A Pod Cast Presented by CHAI Artist-in-Residence Sean Taylor Leech
Recipient of the University of Melbourne’s Asialink Performing Arts Residency at CHAI, Sean Taylor is a sound designer and composer working with Instant Cafe Theatre on a number of upcoming performance, installation and recording projects.
Based in Sydney, Australia as a radio producer and multimedia designer, Sean also produces and DJ’s dance music. In 2003, he began working in Brisbane across many settings, ranging from night clubs and radio stations to galleries and street parties.
Synopsis
In September 2007, Sean Taylor (aka Prince Nod) produced a feature program called Rights Dub for The Night Air show on ABC Radio National, that was broadcast across Australia. The Night Air is a listening experience animated by dub versions of ABC Radio National’s distinctive programming. Obliquely connected material is re-assembled with sonic glue – letting the listener’s imagination build a new story. It’s a space to find the music in speech and the poetry in ideas, a show that invites you to take time to unravel the usual media tangle.
For The Night Air, Sean has created a pastiche of documentary come DJ mix that delves into the news, histories and sounds of the black civil rights movement in America; and examines the parallel cultural influence of black rights music and the dawn of digital sampling on the global music industry. The program captures the fragmented sound and music of an America coming to terms with the challenges of protecting and reviewing its civil and cultural rights.

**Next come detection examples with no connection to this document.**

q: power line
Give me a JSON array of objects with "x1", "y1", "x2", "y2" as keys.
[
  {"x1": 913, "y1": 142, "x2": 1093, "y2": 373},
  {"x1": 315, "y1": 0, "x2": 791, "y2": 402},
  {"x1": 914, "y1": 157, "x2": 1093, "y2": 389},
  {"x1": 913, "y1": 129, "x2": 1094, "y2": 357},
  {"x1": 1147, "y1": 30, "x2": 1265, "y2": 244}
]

‘Get up, Stand up’, the 1973 reggae song made famous by The Wailers is a nagging provocation to continue struggling for personal or group rights in an unjust world. But just what are ‘rights’ – who holds them, who’s being denied them and who benefits from getting rights? Using everything from Dubstep, Hip Hop and Baile Funk to speeches by the Black Panthers, Lawrence Lessig and George W Bush, Prince Nod dubs through the music and voices of the civil rights and music rights movements to find the two are connected today more than ever before.